I've got myself in a discussion about the correct handling of surrogate
pairs. The background is as follows; the Postgres database server[1]
currently assumes that the SQL it's receiving is in some user specified
encoding, and it's been proposed that it would be nicer to be able to
enter Unicode characters directly in the form of escape codes in a
similar form to Python, i.e. support would be added for:

'\uxxxx'
and
'\Uxxxxxxxx'

The currently proposed patch[2] specifically handles surrogate pairs
in the input. For example '\uD800\uDF02' and '\U00010302' would be
considered to be valid and identical strings containing exactly one
character. I was wondering if this should indeed be considered valid or
if an error should be returned instead.

As long as there are pairs of the surrogate code points provided as escape sequences, there's an unambiguous relation between each pair and a code point in the supplementary planes. So far, so good.

The upside is that the dual escape sequences facilitate conversion to/from UTF-16. Each code unit in UTF-16 can be processed separately.

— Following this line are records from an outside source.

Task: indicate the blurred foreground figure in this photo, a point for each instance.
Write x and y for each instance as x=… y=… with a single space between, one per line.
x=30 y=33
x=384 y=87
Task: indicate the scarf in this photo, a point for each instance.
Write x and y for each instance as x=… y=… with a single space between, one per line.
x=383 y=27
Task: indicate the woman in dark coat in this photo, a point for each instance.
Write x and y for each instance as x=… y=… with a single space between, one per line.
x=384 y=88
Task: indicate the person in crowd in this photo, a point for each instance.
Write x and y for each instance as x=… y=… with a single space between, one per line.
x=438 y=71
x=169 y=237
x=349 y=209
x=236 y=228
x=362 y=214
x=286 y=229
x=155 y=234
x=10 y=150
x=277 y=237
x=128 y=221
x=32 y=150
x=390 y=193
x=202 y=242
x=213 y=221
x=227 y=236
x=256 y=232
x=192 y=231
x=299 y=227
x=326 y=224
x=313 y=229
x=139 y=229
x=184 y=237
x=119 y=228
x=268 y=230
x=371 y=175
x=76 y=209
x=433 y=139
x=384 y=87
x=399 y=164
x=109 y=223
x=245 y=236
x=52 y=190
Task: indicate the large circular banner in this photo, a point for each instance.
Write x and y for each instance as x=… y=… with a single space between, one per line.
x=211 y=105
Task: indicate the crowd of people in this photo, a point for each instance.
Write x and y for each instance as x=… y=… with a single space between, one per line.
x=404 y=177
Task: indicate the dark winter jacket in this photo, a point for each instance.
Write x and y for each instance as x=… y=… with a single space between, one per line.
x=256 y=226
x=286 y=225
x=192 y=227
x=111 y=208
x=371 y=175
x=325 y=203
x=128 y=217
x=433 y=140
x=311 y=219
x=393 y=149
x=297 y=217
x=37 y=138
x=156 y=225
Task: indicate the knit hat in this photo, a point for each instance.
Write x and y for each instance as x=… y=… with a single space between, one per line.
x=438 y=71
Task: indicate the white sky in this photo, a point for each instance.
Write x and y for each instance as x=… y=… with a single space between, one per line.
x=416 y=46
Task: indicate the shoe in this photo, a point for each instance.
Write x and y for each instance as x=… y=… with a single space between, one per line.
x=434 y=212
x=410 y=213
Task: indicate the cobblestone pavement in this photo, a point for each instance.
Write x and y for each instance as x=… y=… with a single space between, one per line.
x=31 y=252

The downside is that you now have two equivalent escape mechanisms, and you can no longer take a string with escape sequences and binarily compare it without bringing it into a canonical form.

However, if one is allowed to represent the character "a" both as 'a' and as '\u0061' (which I assume is possible) then there's already a certain ambiguity built into the escape sequence mechanism.

What should definitely result in an error is to write '\U0000D800' because the 8-byte form is to be understood as UTF-32, and in that context there would be an issue.

So, in short, if the definition of the escapes is as follows

'\uxxxxx' - escape sequence for a UTF-16 code point

'\Uxxxxxxxx' - escape sequence for a UTF-32 code point

then everything is fine and predictable. If the definition of the shorter sequence, is instead, "a code point on the BMP" then it's not clear how to handle surrogate pairs.

A./

Next message: James Cloos: "Re: Handling of Surrogates"
Previous message: Peter Constable: "RE: more dingbats in plain text"
In reply to: Mark Davis: "Re: Handling of Surrogates"
Next in thread: Philippe Verdy: "RE: Handling of Surrogates"
Messages sorted by: [ date ] [ thread ] [ subject ] [ author ] [ attachment ]
Mail actions: [ respond to this message ] [ mail a new topic ]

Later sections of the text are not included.